1. Introduction
Wild animals have been constantly
subjected to environmental fluctuations during their evolutionary
history, and have evolved to match physiology and behaviour to the
predictable environmental variations in their natural habitats
(Schmidt-Nielsen, 1997). Adjusting behaviour is often the first response
when environmental conditions are altered (Snell-Rood, 2013).
Behavioural responses are not always adaptive, but the ability of
wildlife to behave appropriately in response to environmental changes is
crucial for their survival (Sih, Ferrari, & Harris, 2011; Wong &
Candolin, 2015). Behavioural plasticity could allow species to adjust
behaviour to suit the conditions of its immediate environment and, in so
doing, increase its fitness (Van Buskirk, Candolin, & Wong, 2012).

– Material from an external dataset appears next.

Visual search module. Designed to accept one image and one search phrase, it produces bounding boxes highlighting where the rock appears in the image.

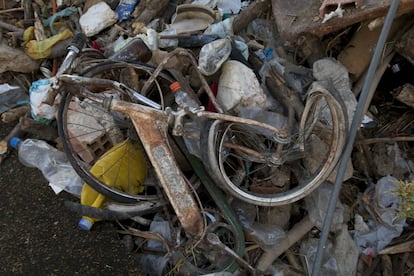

Among all adaptive tactics, foraging behaviours are most advantageous
and allow the species to navigate diverse landscapes while efficiently
searching for food (Schoener, 1971), and gain physiological,
survivorship, and fitness benefits (Hadfield & Strathmann, 1996). For
example, Great knots (Calidris tenuirostris ) extended their
feeding time and adjusted their food selection to adapt the suddenly
decline of original main food (Zhang et al., 2019).
Some young salmonid fishes clearly decrease their foraging behaviours
from still water habitats to slow-running waters to fast-running waters
(Tunney & Steingrímsson, 2012). To assess animals’ foraging plasticity
in a changing environment, habitat–behaviour interactions within the
wide array of environmental conditions are to be characterized (Gilmour
et al., 2018).
Flexible and specialized foraging strategies are dependent on the
stability of available resources in habitats (West-Eberhard, 1989). For
most waterbirds, water depth might be the primary of habitat quality
(Zeng, Lu, et al., 2018). Different water depths mean different species,
sizes and quantities of food and therefore a key factor to affect their
foraging behaviours and techniques (Giraldo et al., 2017; Harvey &
Stewart, 1991).
Scaly-sided Merganser (Mergus squamatus ) is endemic to east Asia
and is listed as globally endangered (BirdLife & International, 2017).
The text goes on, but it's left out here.